Obesity is one of the most significant risk factors for type 2 diabetes and cardiovascular diseases. Polyagonists can reduce body weight to an extent previously unattainable and improve blood sugar levels. This new class of drugs mimics the effects of several hormones. Polyagonists reduce appetite, enhance feelings of fullness, and promote fat breakdown and insulin secretion. The innovative mechanism was developed by researchers from the DZD and Helmholtz Munich. The first representative of this new drug class has already been approved for the treatment of type 2 diabetes. The medication combines the hormones GLP-1 (Glucagon-like Peptide-1) and GIP (Glucose-dependent insulinotropic Polypeptide). These hormones trigger increased insulin release and suppress appetite. The results are impressive: Depending on the patient group, the new drug reduces body weight by up to 22 percent on average and improves blood sugar levels.

An insufficiently closing mitral valve often leads to shortness of breath and reduced physical capacity. In Germany, about one million people suffer from treatable mitral valve insufficiency, but open-heart valve replacement is too risky for many patients—especially older ones. Prof. Georg Lutter from the DZHK site in Kiel, with support from DZHK, has developed an innovative stent that can be inserted minimally invasively while the heart is still beating.

What’s special: The procedure is performed without general anesthesia and without open-heart surgery. The stent is inserted through a small incision in the chest and precisely positioned under ultrasound and X-ray control. The procedure lasts about 1.5 hours and significantly improves the function of the mitral valve. The "Tendyne" stent, which has successfully treated nearly 2,000 people, is the result of years of research. Since 2020, it has been approved in Europe (CE marking) for high-risk patients.
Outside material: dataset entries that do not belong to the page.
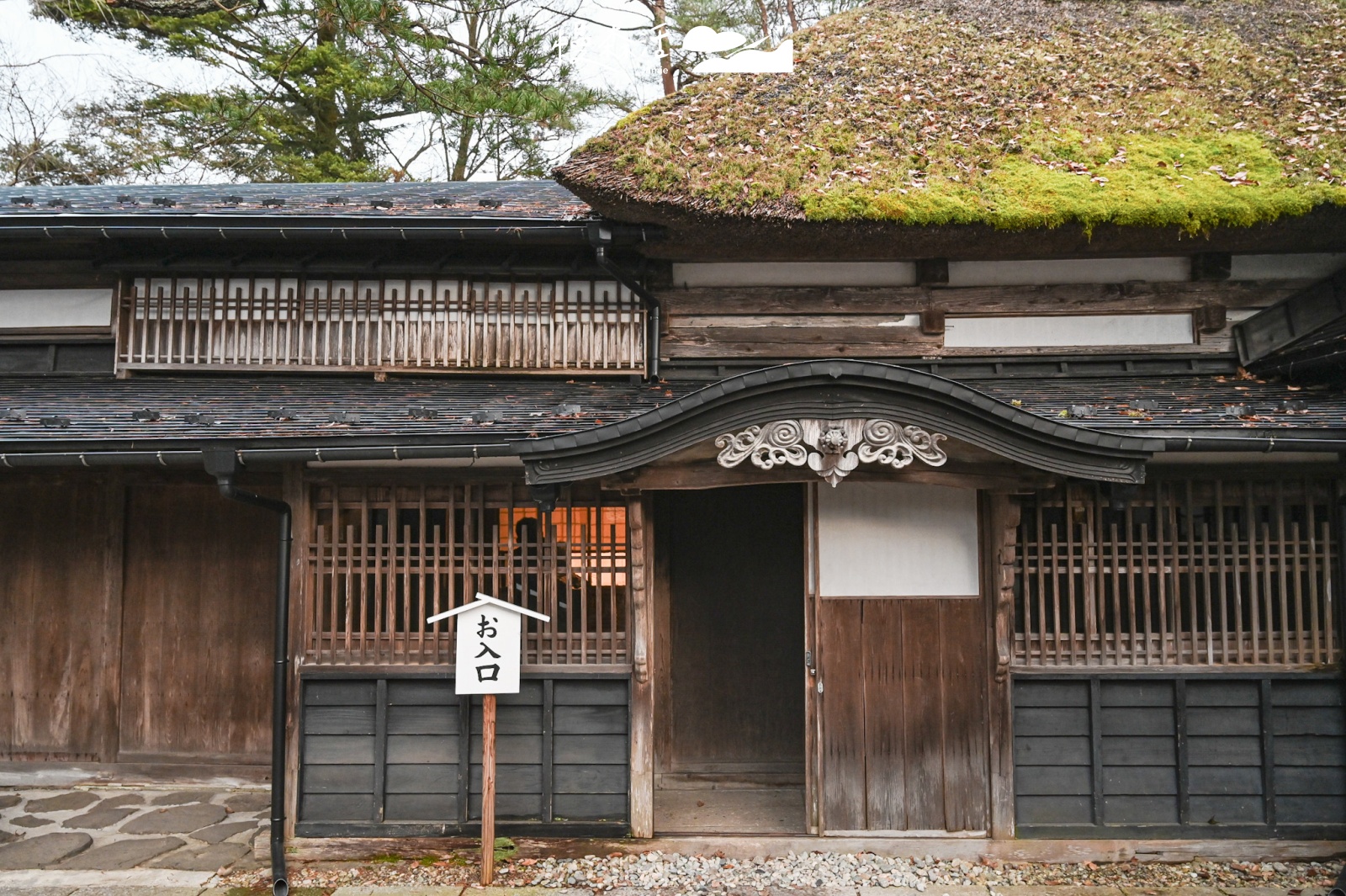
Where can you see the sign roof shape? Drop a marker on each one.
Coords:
(488, 599)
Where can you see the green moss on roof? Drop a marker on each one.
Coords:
(1018, 114)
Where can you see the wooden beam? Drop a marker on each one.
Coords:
(643, 685)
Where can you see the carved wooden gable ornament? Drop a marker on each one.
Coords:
(832, 448)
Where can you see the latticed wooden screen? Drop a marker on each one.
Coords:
(383, 559)
(291, 323)
(1184, 574)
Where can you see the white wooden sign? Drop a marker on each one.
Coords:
(489, 644)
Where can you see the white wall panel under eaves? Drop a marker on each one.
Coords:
(897, 540)
(54, 308)
(1068, 330)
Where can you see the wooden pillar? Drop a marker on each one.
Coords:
(639, 520)
(1002, 516)
(295, 491)
(114, 554)
(488, 788)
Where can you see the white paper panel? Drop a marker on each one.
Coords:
(33, 308)
(897, 540)
(1068, 330)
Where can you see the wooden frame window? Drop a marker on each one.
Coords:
(383, 559)
(417, 325)
(1206, 572)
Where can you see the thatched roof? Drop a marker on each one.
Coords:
(1006, 114)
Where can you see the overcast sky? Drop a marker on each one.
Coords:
(84, 69)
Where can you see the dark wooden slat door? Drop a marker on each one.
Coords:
(904, 709)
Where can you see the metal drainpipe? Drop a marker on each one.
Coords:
(1339, 887)
(222, 463)
(601, 237)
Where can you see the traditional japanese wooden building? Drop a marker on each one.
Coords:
(856, 510)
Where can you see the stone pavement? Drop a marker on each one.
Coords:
(111, 829)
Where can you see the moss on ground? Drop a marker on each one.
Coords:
(1020, 114)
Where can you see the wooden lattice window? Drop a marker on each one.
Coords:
(295, 323)
(1184, 572)
(383, 559)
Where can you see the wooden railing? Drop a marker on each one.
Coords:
(289, 323)
(383, 559)
(1188, 572)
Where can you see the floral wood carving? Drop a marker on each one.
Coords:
(832, 448)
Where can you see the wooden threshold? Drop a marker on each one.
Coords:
(776, 846)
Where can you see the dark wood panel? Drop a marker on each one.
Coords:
(421, 718)
(58, 696)
(1052, 751)
(590, 806)
(421, 693)
(1052, 693)
(737, 615)
(1139, 751)
(1224, 720)
(845, 714)
(336, 808)
(424, 778)
(340, 693)
(1042, 781)
(1224, 751)
(579, 750)
(1213, 779)
(1131, 781)
(197, 623)
(423, 748)
(590, 693)
(340, 720)
(437, 808)
(336, 779)
(336, 750)
(591, 720)
(1227, 810)
(590, 779)
(1141, 810)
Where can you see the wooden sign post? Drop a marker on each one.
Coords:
(489, 644)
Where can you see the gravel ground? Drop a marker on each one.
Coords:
(807, 871)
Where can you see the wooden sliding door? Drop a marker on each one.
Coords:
(904, 714)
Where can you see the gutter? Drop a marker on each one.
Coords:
(224, 466)
(193, 458)
(601, 236)
(399, 229)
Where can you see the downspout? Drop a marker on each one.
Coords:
(601, 237)
(222, 463)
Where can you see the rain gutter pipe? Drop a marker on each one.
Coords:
(601, 237)
(222, 463)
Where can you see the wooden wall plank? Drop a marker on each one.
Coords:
(58, 604)
(199, 622)
(843, 711)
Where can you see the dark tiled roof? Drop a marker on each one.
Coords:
(104, 411)
(500, 199)
(1179, 402)
(495, 411)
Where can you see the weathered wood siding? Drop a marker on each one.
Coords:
(401, 756)
(905, 723)
(1181, 756)
(138, 620)
(56, 619)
People aged 50 to 75 who smoke or used to smoke have an increased risk of developing lung cancer. They can now undergo low-dose computed tomography (CT) for early detection. Germany’s Federal Ministry for the Environment, which is responsible for radiation protection, has approved the use of this procedure. This approval is the result of several studies, including contributions from the DZL, which confirmed that lung cancer screening in high-risk groups can detect cancer early. Early detection improves the chances of recovery and helps reduce mortality. Whether this screening will be included in the benefits covered by statutory health insurance will be decided by the Federal Joint Committee, which is responsible for such decisions.

Phenylketonuria (PKU) is a rare metabolic disorder in which the amino acid phenylalanine cannot be sufficiently broken down. Without treatment, it leads to severe neurological damage. Until now, a strict low-phenylalanine diet was considered the standard therapy.

However, with the Europe-wide approval of sepiapterin in June 2025, a drug is now available for the first time that can reduce the burden of disease for those affected. In the APHENITY approval study, in which the DZKJ site in Hamburg also participated, sepiapterin reduced blood phenylalanine concentrations by an average of 63 percent. The effects were even more pronounced in the most severe form of the disease, classic PKU (cPKU). The drug was also well tolerated, proving to be an effective new therapeutic option. The study results were published in The Lancet.

When the heart muscle thickens, the risk of atrial fibrillation, stroke, or heart failure increases. There is a great need to improve medical care for people with hypertrophic obstructive cardiomyopathy (HOCM), as this hereditary heart muscle disease is chronic and worsens over time. In collaboration with Bristol Myers Squibb, the DZHK is taking an important translational step: The pharmaceutical company contributes its experience in drug development, while the DZHK provides real-world data via the TORCH Plus registry. Researchers observe HOCM patients who have been prescribed a new drug. Unlike in a clinical trial, they can evaluate the drug’s effects, interactions with other drugs, and tolerability in a practical setting—and tailor the treatment to each individual patient.